1. Field of the Invention
The present invention relates to a hydrodynamic bearing device, and more particularly relates to a hydrodynamic bearing device that is favorable as a bearing device in a hard disk driving device.
2. Background Information
Fluid bearings are used today instead of ball bearings in the spindle motors installed in hard disks. Hard disks equipped with these fluid bearings have been used in the past mainly for desktop computers and notebook computers, but as performance has improved in terms of higher capacity and better resistance to vibration and impact, in recent years these fluid bearings have come to be used in applications other than personal computers in order to meet the needs of the end user, such as video players, music players, video/TV integrated televisions, and other such AV equipment.

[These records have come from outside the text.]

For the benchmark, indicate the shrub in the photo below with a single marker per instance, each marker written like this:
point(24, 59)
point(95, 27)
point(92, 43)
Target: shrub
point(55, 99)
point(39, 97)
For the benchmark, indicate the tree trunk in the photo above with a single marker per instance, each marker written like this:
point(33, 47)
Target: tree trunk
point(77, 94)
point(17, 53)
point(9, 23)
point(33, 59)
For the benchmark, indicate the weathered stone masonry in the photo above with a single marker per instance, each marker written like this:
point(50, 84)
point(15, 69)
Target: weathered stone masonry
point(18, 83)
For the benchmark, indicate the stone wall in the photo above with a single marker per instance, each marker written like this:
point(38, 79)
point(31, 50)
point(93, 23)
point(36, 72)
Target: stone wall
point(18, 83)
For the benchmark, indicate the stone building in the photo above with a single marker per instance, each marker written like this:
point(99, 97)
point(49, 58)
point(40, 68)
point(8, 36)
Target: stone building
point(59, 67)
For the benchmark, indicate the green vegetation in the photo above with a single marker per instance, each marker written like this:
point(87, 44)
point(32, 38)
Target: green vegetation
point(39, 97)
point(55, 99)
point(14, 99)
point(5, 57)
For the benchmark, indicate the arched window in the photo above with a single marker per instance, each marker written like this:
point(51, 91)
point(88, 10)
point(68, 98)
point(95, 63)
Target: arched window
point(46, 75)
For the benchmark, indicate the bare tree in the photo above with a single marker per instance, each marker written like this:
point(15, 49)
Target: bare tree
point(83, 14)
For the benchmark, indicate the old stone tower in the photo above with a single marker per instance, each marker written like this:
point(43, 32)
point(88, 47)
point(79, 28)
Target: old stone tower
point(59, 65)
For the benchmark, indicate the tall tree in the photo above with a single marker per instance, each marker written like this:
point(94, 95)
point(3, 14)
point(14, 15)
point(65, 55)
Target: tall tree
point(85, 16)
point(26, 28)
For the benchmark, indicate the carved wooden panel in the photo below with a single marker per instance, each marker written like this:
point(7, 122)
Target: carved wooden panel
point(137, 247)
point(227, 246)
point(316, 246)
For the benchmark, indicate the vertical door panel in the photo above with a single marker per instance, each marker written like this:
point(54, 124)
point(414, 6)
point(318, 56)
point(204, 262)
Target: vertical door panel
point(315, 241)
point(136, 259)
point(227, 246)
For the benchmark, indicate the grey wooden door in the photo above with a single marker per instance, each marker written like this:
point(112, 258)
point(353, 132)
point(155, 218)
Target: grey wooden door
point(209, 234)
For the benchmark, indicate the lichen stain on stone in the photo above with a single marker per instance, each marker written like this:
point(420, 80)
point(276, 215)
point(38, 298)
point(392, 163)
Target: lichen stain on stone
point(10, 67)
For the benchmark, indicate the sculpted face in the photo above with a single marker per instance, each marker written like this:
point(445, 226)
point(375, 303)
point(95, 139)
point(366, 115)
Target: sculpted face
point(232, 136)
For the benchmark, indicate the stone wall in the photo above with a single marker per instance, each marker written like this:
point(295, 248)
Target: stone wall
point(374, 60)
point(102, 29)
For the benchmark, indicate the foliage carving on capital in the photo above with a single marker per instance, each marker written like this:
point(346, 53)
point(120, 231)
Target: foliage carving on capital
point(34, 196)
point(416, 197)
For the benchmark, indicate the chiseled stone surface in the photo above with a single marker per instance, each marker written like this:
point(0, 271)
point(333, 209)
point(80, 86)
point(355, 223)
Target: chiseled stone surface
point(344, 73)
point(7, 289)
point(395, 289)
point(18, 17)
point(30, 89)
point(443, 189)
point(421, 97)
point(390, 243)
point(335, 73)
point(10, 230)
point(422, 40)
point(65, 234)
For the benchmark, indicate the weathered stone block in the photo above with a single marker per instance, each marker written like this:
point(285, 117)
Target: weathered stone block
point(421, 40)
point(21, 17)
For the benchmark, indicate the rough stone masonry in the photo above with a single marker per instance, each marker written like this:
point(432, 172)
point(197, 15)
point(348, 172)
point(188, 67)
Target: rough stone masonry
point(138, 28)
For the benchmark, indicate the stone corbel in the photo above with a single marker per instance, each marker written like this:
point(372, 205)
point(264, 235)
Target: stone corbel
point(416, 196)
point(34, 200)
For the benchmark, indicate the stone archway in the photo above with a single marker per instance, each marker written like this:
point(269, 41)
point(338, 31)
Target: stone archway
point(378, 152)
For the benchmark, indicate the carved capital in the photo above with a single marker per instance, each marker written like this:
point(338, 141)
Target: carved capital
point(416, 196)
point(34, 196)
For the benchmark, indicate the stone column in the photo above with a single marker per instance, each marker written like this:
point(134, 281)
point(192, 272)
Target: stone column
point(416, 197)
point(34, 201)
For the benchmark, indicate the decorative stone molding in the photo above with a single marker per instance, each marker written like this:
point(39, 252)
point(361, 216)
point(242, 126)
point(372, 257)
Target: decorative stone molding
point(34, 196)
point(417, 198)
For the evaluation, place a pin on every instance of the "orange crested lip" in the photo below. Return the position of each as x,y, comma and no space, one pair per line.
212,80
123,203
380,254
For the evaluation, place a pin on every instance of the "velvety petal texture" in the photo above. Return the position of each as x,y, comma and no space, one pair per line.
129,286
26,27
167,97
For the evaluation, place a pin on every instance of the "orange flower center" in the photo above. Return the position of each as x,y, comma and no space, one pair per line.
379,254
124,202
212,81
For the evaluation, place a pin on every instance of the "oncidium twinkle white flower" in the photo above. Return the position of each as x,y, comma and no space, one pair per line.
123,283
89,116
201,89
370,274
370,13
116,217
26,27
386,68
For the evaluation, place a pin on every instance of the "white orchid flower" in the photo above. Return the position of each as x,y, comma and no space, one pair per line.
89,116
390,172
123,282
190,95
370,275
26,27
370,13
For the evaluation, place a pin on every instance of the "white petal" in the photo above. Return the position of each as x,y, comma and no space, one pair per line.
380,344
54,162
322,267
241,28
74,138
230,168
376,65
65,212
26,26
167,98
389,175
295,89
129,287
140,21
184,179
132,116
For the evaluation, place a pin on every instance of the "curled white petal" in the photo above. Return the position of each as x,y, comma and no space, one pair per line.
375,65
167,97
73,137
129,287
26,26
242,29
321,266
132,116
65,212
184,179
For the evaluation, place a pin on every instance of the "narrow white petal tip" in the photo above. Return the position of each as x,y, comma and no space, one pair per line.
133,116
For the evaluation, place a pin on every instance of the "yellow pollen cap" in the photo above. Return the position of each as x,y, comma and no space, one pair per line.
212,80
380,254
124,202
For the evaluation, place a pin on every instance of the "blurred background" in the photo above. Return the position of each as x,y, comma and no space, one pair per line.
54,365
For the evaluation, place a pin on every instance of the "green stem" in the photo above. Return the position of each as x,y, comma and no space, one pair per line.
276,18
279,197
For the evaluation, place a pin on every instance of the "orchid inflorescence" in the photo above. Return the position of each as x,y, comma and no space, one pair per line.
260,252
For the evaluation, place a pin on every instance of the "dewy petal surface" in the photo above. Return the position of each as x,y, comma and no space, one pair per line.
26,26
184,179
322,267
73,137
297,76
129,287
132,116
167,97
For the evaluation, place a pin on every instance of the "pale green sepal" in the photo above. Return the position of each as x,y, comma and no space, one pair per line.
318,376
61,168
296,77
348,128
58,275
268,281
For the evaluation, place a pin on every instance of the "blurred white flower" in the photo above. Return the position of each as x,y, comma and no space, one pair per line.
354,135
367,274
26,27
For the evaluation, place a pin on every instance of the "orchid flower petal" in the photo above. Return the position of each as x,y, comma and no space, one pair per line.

There is considerable downward pressure on the price of the hard disks used in these devices. The sample applies to an SPM, which is a component used in hard disks, and the cost needs to be reduced while maintaining good performance in terms of higher capacity and better resistance to vibration and impact.
Each SPM manufacturer has its own approach to achieving the cost reductions demanded by hard disk manufacturers. In particular, reducing the working costs and material costs entailed by an SPM affords a significant reduction in SPM cost.
There is a hydrodynamic bearing device in which a dynamic pressure generation groove is formed in the outer peripheral face of the shaft, and a recess (large diameter component) is provided to the inner peripheral face of the sleeve (see, for example, Japanese Utility Model No. 2,534,872). More specifically, the length of the dynamic pressure generation groove in the axial direction is made longer than the portion other than the recess in the sleeve, that is, the convex portion (small diameter component), so the dynamic pressure generation groove is always across from the convex portion of the sleeve even if the sleeve should shift with respect to the shaft in the axial direction.
With another known hydrodynamic bearing device, two herringbone dynamic pressure generation grooves that are aligned in the axial direction are formed in the inner peripheral face of the sleeve, and an introduction groove that is substantially parallel to the rotational axis is formed at both ends of the herringbone grooves, the result being that there is less imbalance in the axial direction of the dynamic pressure produced in the herringbone dynamic pressure generation grooves (see, for example, Japanese Laid-Open Patent Application 2001-74040). More specifically, any deviation in the inversion timing or manufacturing error in the sleeve is absorbed by the introduction grooves, so there tends to be less axial imbalance in the dynamic pressure if the angled portions of the herringbone grooves are worked for the same amount of time.
With the hydrodynamic bearing device discussed in Japanese Utility Model No. 2,534,872, if the shaft should shift in the axial direction with respect to the sleeve, the lengths of the angled portions of the dynamic pressure generation grooves (the distance from the herringbone peaks to the ends, that is, the effective length of the dynamic pressure grooves) end up being different, so the balance in the generated dynamic pressure is lost, and as a result, flow is generated in the oil in the axial direction, which causes oil leakage or excess lift.
Also, with this bearing structure (in which a recess is provided to the inside diameter portion of the sleeve), forming the sleeve by sinter molding, resin molding, or another such working method involving the use of a metal mold can be employed to reduce material costs and working costs. In general, with a working method involving the use of a metal mold, it is difficult to work a recess in the inside diameter portion of the sleeve because of limitations to the mold structure. Thus, to achieve a balance in the effective lengths of the dynamic pressure generation grooves, it is necessary to add a step in which a recess is cut precisely in the ends and the inside diameter portion of the sleeve, and this drives up the cost.
Let us consider a case in which the forming method is changed in the fluid dynamic bearing structure discussed in Japanese Laid-Open Patent Application 2001-74040 (in which a recess is provided to the inside diameter portion of the sleeve). If the sleeve is formed by a working method involving the use of a metal mold, such as sinter molding or resin molding, in order to reduce material costs and working costs, it is difficult to finish the sleeve in a single step with a working method involving the use of a metal mold. That is, a step of forming a recess in the inside diameter portion is required, and this results in higher cost.
It is an object of the present invention to generate the desired dynamic pressure with an inexpensive configuration.